Keys Details You Cannot Ignore
- Gen X leads in home equity ($1.445M on avg).
- Boomers: highest liquid wealth (>$220K cash/deposits) and largest super balances.
- Millennials: lowest property wealth (~$890K) and avg loans ~$460K, making their homes largely a net liability.
- Wealth transfer: Analysts note a “great wealth transfer” underway as Boomers downsize and hand over assets.
- Timing bonus: Those who bought in the 2020–21 low-rate boom have seen ~63% wealth gains, but with rates up, “that home ownership window is now firmly closed”.

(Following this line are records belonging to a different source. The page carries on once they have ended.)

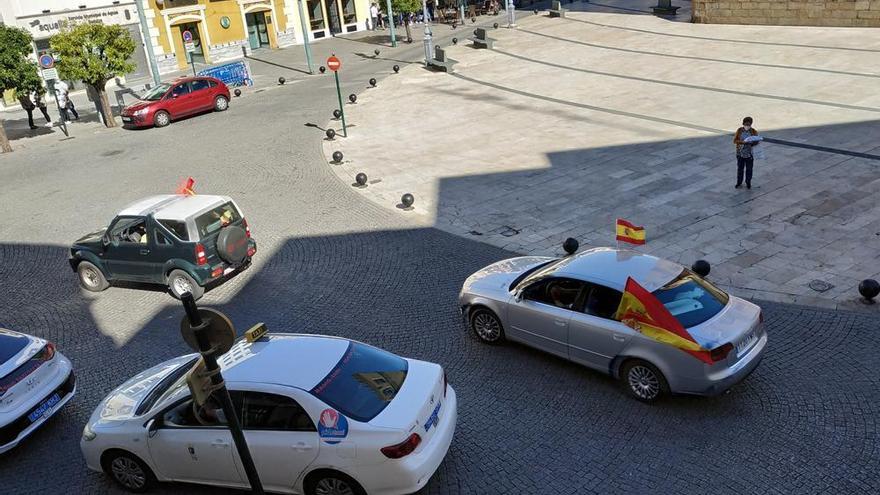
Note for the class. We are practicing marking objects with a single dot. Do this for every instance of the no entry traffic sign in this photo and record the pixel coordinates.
(333, 63)
(47, 61)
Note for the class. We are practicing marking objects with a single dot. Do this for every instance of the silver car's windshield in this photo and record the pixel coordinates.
(691, 299)
(535, 274)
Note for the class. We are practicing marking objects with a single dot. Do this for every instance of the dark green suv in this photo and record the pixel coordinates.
(186, 242)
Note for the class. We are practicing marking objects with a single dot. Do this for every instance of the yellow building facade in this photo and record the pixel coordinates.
(214, 31)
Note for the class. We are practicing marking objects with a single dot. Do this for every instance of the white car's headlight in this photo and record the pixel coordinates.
(88, 434)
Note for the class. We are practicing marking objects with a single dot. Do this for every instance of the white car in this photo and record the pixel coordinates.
(35, 382)
(322, 415)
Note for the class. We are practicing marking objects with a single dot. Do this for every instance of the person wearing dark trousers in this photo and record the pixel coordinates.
(41, 104)
(744, 159)
(25, 101)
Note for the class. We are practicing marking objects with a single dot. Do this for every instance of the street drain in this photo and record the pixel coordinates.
(820, 285)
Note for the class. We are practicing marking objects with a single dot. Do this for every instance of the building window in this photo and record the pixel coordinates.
(316, 15)
(348, 11)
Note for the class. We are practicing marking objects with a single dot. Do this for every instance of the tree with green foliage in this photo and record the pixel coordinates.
(94, 54)
(17, 72)
(406, 7)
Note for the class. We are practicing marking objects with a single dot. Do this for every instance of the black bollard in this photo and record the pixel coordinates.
(869, 289)
(701, 268)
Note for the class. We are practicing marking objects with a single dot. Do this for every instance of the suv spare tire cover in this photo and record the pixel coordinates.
(232, 244)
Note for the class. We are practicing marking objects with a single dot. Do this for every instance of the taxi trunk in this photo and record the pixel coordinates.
(416, 409)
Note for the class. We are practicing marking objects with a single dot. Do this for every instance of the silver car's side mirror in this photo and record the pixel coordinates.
(152, 427)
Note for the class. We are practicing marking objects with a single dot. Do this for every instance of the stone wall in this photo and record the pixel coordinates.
(857, 13)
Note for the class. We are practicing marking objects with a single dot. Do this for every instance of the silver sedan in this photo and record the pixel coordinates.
(566, 306)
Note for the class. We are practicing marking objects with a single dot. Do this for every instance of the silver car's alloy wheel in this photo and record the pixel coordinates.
(128, 473)
(333, 486)
(90, 277)
(487, 327)
(181, 286)
(643, 382)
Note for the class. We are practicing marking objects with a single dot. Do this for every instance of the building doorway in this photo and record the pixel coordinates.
(198, 54)
(333, 12)
(258, 33)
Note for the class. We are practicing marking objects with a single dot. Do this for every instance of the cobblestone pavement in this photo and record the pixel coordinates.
(570, 123)
(331, 262)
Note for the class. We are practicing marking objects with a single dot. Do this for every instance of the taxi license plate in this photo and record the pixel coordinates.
(44, 407)
(746, 343)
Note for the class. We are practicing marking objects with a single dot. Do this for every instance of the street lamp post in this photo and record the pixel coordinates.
(391, 23)
(308, 48)
(429, 45)
(148, 42)
(511, 14)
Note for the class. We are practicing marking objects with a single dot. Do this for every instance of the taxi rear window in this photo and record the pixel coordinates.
(211, 221)
(363, 382)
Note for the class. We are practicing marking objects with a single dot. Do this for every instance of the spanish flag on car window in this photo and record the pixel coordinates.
(644, 313)
(630, 233)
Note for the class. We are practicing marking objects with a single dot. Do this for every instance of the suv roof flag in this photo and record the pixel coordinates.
(187, 187)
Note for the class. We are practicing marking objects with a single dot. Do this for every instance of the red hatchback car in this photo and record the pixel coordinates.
(176, 99)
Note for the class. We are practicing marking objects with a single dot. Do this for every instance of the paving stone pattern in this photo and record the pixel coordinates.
(571, 123)
(332, 262)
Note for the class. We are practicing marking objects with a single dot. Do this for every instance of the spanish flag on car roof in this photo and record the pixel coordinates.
(630, 233)
(644, 313)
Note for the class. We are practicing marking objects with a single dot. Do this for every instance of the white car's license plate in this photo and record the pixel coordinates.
(746, 343)
(44, 407)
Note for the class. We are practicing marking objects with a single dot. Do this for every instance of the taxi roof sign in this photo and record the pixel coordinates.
(256, 332)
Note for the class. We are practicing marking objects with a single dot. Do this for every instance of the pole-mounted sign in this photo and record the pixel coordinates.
(334, 64)
(211, 334)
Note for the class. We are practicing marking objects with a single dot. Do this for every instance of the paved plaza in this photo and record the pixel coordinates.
(338, 260)
(571, 123)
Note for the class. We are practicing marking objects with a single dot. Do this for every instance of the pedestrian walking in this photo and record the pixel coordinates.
(25, 101)
(64, 101)
(745, 161)
(40, 101)
(374, 15)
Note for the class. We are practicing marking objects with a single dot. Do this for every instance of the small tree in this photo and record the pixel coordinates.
(94, 54)
(406, 7)
(16, 70)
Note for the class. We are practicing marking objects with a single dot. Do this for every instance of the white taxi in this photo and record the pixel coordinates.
(321, 415)
(35, 382)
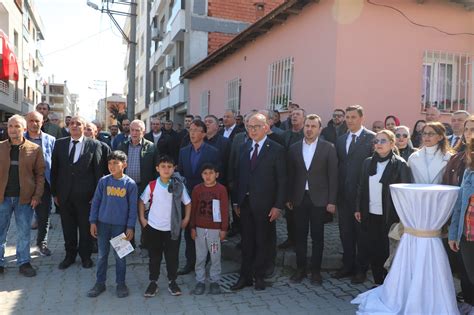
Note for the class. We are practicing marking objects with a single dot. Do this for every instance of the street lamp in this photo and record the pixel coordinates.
(131, 40)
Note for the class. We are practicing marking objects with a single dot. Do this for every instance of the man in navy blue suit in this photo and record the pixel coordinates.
(191, 159)
(261, 183)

These trends matter a lot for today’s buyers. First-timers and investors now often compete against equity-rich households. Retirees can tap big deposits or offset accounts to outbid buyers at auctions, while younger buyers face wider deposit and borrowing gaps. With Boomers “beefing up their super and cash accounts”, borrowers with limited savings may struggle to match quick, high offers.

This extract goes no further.